The other day I performed one of my favorite autumn rituals: watching migratory hawks above the Connecticut River. When viewed from the fire tower on Gile Mountain in Norwich, Vermont, one of a dozen or more excellent migratory access points along the length of the river, the hawks appear out of the northwest as they ride the air currents south, beyond the mountain. The 75-foot fire tower straddles a large outcrop of rock and rises well above the forest canopy.
I climb the tower and let myself in through the trap door. The sun is bright, the sky blue, and large cumulus clouds, pushed by a gentle breeze, move up from the southeast. Mount Moosilauke and Mount Ascutney are barely visible through the haze, but the immediate vicinity of Gile Mountain, including most of the Upper Valley, is clear. The first maples are beginning to redden; asters whiten open patches in the woodland. From the tower, I can see a bend in the Connecticut River glistening in the sun.
The effervescent calls of blue jays ring from the woods and rise up the mountain, louder and more distinct than any jays I’ve heard for months. Monarch butterflies, like animated leaves, float past my platform, en route to central Mexico.
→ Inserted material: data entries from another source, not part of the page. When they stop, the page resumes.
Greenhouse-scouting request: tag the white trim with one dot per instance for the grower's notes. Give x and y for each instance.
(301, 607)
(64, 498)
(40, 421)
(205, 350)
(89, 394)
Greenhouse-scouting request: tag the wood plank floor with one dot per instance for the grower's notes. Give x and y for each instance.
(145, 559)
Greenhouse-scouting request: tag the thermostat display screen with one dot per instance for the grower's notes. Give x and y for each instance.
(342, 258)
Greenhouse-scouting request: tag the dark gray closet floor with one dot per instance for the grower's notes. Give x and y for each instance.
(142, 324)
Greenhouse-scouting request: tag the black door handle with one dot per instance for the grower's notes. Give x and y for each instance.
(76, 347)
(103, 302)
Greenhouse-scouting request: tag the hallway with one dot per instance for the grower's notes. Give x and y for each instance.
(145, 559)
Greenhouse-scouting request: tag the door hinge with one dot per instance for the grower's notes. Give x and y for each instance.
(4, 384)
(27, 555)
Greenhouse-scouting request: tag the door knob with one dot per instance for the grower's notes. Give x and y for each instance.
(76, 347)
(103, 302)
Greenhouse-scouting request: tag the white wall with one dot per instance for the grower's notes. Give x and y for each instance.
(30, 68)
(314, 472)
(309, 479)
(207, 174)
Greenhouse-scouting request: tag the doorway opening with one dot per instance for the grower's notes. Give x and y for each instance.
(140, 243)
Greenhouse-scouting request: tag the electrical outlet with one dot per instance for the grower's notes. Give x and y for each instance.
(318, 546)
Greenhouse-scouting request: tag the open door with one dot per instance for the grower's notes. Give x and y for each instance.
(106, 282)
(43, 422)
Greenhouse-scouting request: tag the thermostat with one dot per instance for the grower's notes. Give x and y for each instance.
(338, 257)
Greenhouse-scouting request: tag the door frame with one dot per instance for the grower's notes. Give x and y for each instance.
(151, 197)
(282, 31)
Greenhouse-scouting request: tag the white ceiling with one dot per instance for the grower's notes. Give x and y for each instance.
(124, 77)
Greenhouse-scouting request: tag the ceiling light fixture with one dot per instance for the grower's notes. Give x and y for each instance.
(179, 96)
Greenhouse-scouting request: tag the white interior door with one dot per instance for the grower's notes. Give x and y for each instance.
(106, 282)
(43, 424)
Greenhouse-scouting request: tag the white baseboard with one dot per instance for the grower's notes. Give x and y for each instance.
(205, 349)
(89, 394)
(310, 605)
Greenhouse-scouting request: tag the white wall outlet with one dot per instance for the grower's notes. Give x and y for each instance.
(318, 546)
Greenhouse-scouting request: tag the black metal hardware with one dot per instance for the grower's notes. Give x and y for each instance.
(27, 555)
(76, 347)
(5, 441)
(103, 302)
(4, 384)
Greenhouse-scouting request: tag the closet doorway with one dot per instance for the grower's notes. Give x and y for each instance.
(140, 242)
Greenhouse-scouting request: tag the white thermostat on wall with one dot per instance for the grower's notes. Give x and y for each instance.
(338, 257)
Small groups of broad-winged hawks, separated by miles, materialize high above the corrugated landscape. These loose bands of hawks move toward a common point from distant perches in the sky, like tributaries of a river. Eventually, the hawks are overhead, circling, circling, drawn to a column of heated air, a thermal, which rises from the sun-warmed rocks below the tower. Sprawled on the current, the broad-wings rise to dizzying heights, wings and tails spread to the limit. Twenty-two hawks mill above me, circling in the vortex of the thermal, rising to the base of a cumulus cloud. Then, folding their wings back against their bodies, pinching in their tails, assuming the shape of a tear drop, they slide away, one behind the other, into the southern sky.
Broad-wings are perfectly shaped to hitch rides on the heat that springs up from rocks, roads, and any other heat-gathering feature in the landscape. Their large wings are wide, their tails short and fanned, which gives them a large surface-area-to-weight ratio, an advantage for ascending into the October sky. The fortunes of broad-wings are so tied to thermals because they are not strong fliers and cannot migrate great distances without them.
Broad-winged hawks leave Canada and New England a month before their food runs out to ensure that the presence of thermals will carry them south. Each flock spirals up a column of heated air, high, sometimes thousands of feet in the sky. At the summit of a thermal, they streamline their bodies and coast downward, often for miles, to the next rising column of air. Because thermals are not produced over large bodies of water, broad-wings do not migrate over the Gulf of Mexico, instead gathering in flocks, called kettles, which sometimes number in the hundreds of thousands as they travel down the length of Central America. By late October, the sun has sunk, thermals have weakened, and our portion of the sky is washed clean of broad-wings.
Most of October belongs to the migratory hawks with better flying ability: the red-tailed, the red-shouldered, the goshawk, and the diminutive, but spirited, sharp-shinned.
I turn around and watch the broad-wings as they glide toward another invisible column of warm air. Then they find another, and another, until they are finally out of binocular range. These same birds, no doubt, will be spotted from lookouts south along the Connecticut (Putney Mountain, perhaps), then along the mountain highlands of the Appalachians, angling southwest toward Texas. Eventually, they will reach the jungles of Brazil, all the while having hitched rides on thermals.
A flock of chimney swifts flies over the Gile Mountain tower, working much harder than the broad-wings. A raven rises in the east, and a red-tailed hawk hangs on a thermal above the northwest corner of the mountain, screaming for reasons known only to a fellow hawk. The raven and the red-tail are not migrating, not now, anyway; they play on the thermals, with the red-tail remaining in the sky long enough to watch the broad-wings fade in the distance. A pair of loons arrows past, in far more of a hurry than the hawks.